There’s a well-quoted line from Steve Jobs, that as Apple CEO he didn’t employ smart people to tell them what to do, but so that they could tell him what to do.
It was a line that came to mind as I looked round the busy room yesterday at the ICO’s adtech fact finding forum.
We had more than a hundred people with something to say about adtech, from publishers to advertisers, from civil society to start-ups, from adtech firms to lawyers. As the regulator, I’m delighted we could bring so many smart and engaged people together, prompted by concerns about how people’s personal data is used in real-time bidding in programmatic advertising. And while we weren’t there to be told what do, we were certainly there to listen: to better understand the challenges and views of the different aspects of a complex system.
One thing that struck me was the amount of engagement from the different parties in the room. Anyone familiar with where adtech meets data protection will know that there are tensions. Several EU data protection agencies are looking at complaints suggesting aspects of the system used to present real-time personalised adverts do not comply with GDPR. But what I saw yesterday was constructive discussion and a definite willingness to find a way for the system to work for everyone, including - crucially - consumers.
There were clearly distinct views on specific aspects. How much personal data, if any, is necessary for the system to function effectively? Could consumers ever be given enough information to understand what’s happening to their data? Is there a lawful basis for processing data that can be consistently applied across the whole ecosystem? These are complex issues, and it is unlikely that there are straightforward answers.

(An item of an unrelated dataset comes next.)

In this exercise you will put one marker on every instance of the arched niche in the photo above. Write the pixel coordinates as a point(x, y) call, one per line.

However there was a consensus in the need for improvements. The sophistication of the technology needed to sell these online adverts to the highest bidder in real time is remarkable. But there was an acceptance that it is imperfect, and that improvements are needed for it meet the expectations of today’s laws. Discussions included improvements already in train as well as more sweeping changes that could follow further down the line, and all were considered in a positive and pragmatic way.
From the regulator’s perspective, we know we have more work to do. We need to absorb the views shared yesterday, and have invited attendees to provide any further reflections and comments on the day’s discussion in a brief email. We would also be happy to accept comments from those who could not attend, again limited to 1,000 words, by the end of next week (just email them to firstname.lastname@example.org).
Most of all, we want to benefit from the smart people who shared their views with us yesterday, as well as the smart people we are fortunate to have working at the ICO, to help us find the right way forward. Thanks to all involved!
Simon McDougall is Executive Director for Technology Policy and Innovation at the ICO where he is developing an approach to addressing new technological and online harms. He is particularly focused on artificial intelligence and data ethics.
He is also responsible for the development of a framework for auditing the use of personal data in machine learning algorithms.